To better understand this race condition, consider what might happen if the prologue of a function had two single byte no-op instructions. Prior to this function being hooked, a thread executes the first no-op instruction. In between the execution of this first no-op and the second no-op, the function in question is hooked in the context of a second thread and the first two bytes are overwritten with the opcodes associated with a relative short jump instruction, such as 0xeb and 0xf9. After the prologue overwrite occurs, the first thread begins executing what was originally the second no-op instruction. However, now that the function has been hooked, the no-op instruction may have been changed from 0x90 to 0xf9. This may have disastrous effects depending on the context that the hook is executed in. While this race condition may seem unlikely, it is nevertheless feasible and can therefore directly impact the reliability of any solution that uses prologue overwrites in order to hook functions.
Category: Type I
Origin: The concept of patching code has ``existed since the dawn of digital computing''.
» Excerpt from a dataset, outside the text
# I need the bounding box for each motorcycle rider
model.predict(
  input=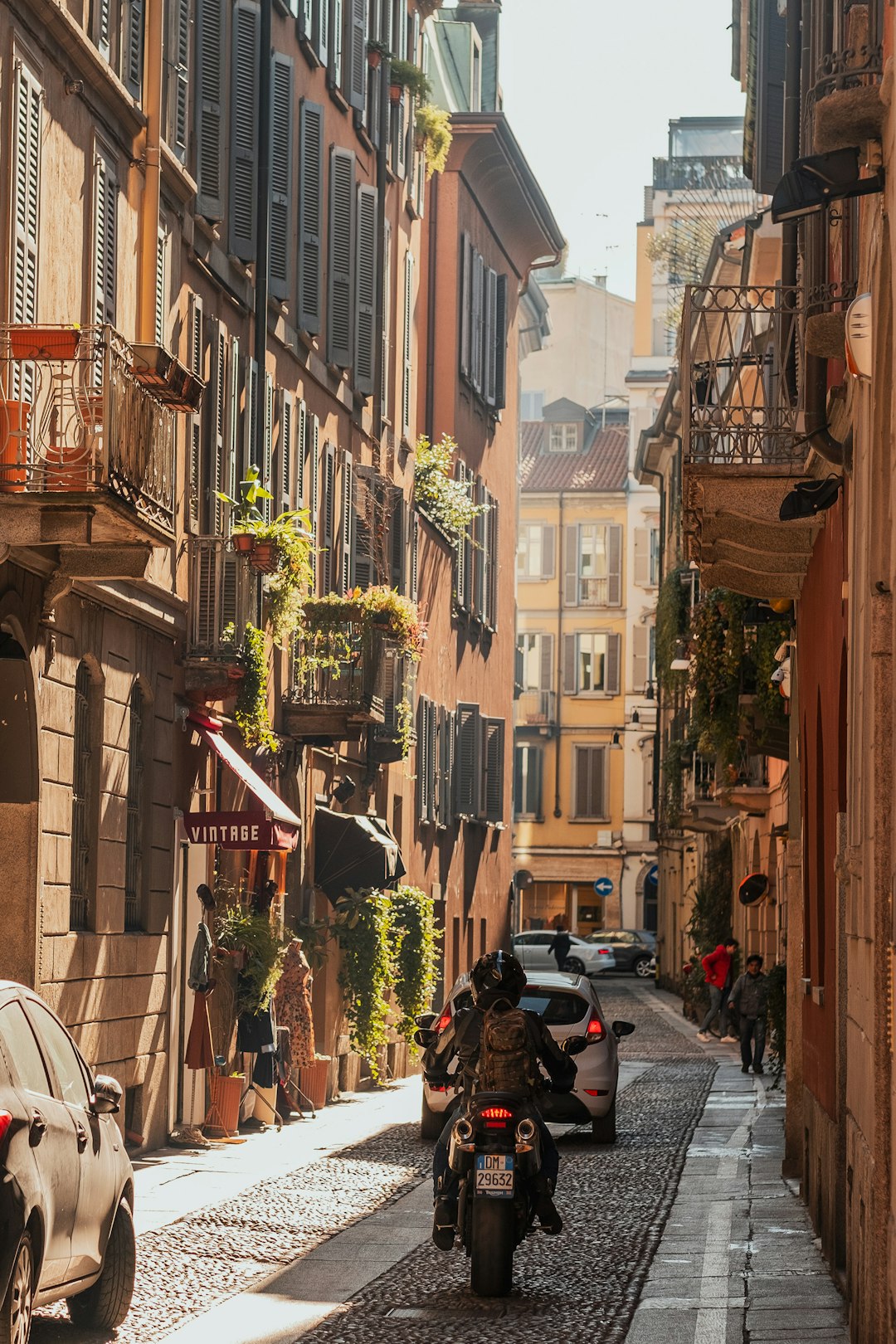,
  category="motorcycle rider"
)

Capabilities: Kernel-mode code execution
Considerations: The reliability of a function prologue hook is directly related to the reliability of the disassembler used and the number of bytes that are overwritten in a function prologue. If the two byte no-op instruction is not present, then it is unlikely that a function prologue overwrite will be able to be multiprocessor safe. Likewise, if a disassembler does not accurately count the size of instructions in relation to the actual processor, then the function prologue hook may fail, leading to an unexpected crash of the system. One other point that is worth mentioning is that authors of hook functions must be careful not to inadvertently introduce instability issues into the operating system by failing to properly sanitize and check parameters to the function that is hooked. There have been many examples where legitimate software has gone the route of hooking functions without taking these considerations into account.
Covertness: At the time of this writing, the use of function prologue overwrites is considered to not be covert. It is trivial for tools, such as Joanna Rutkowska's System Virginity Verifier, to compare the in-memory version of system images with the on-disk versions in an effort to detect in-memory alterations. The Windows Debugger (windbg) will also make an analyst aware of differences between in-memory code segments and their on-disk counterparts.